The updated guidelines issued by the government for the third stage of the lockdown will also help Amul steadily recover its losses in the ice cream business, said Sodhi.

“In the last week of March, it was totally bad. We were 90% down. Gradually it started picking up. In April, it was 85% minus. But in May, it is only 65% less. Every day it is picking up. By the end of May, I expect ice cream will be 30-40% minus, not more than that,” the GCMMF MD told HuffPost India. When asked, he clarified that, unlike other ice cream manufacturers, the federation is not looking at cutting jobs or wages, instead it has given additional allowance to its employees for this period.

“In the last week of March, it was totally bad. We were 90% down.

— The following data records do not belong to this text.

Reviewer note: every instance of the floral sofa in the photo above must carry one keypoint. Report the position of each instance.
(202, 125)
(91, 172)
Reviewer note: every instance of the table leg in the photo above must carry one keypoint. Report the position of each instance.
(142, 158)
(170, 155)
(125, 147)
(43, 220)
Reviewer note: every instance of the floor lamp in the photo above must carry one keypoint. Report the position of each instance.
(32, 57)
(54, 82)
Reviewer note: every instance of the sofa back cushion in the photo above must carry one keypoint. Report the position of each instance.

Gradually it started picking up. In April, it was 85% minus. But in May, it is only 65% less. Every day it is picking up. By the end of May, I expect ice cream will be 30-40% minus, not more than that.”

- GCMMF Managing Director R S Sodhi

Like Pabrai, Sodhi also attributed the fall in business to rumours and fake news surrounding consumption of ice creams and cold foods and to initial distribution problems. He said that in Gujarat and many other states, all milk products have been included in the list of “essential commodities” but that local authorities in several states were perhaps interpreting this differently to leave ice creams out of the purview. HuffPost India could not independently verify this.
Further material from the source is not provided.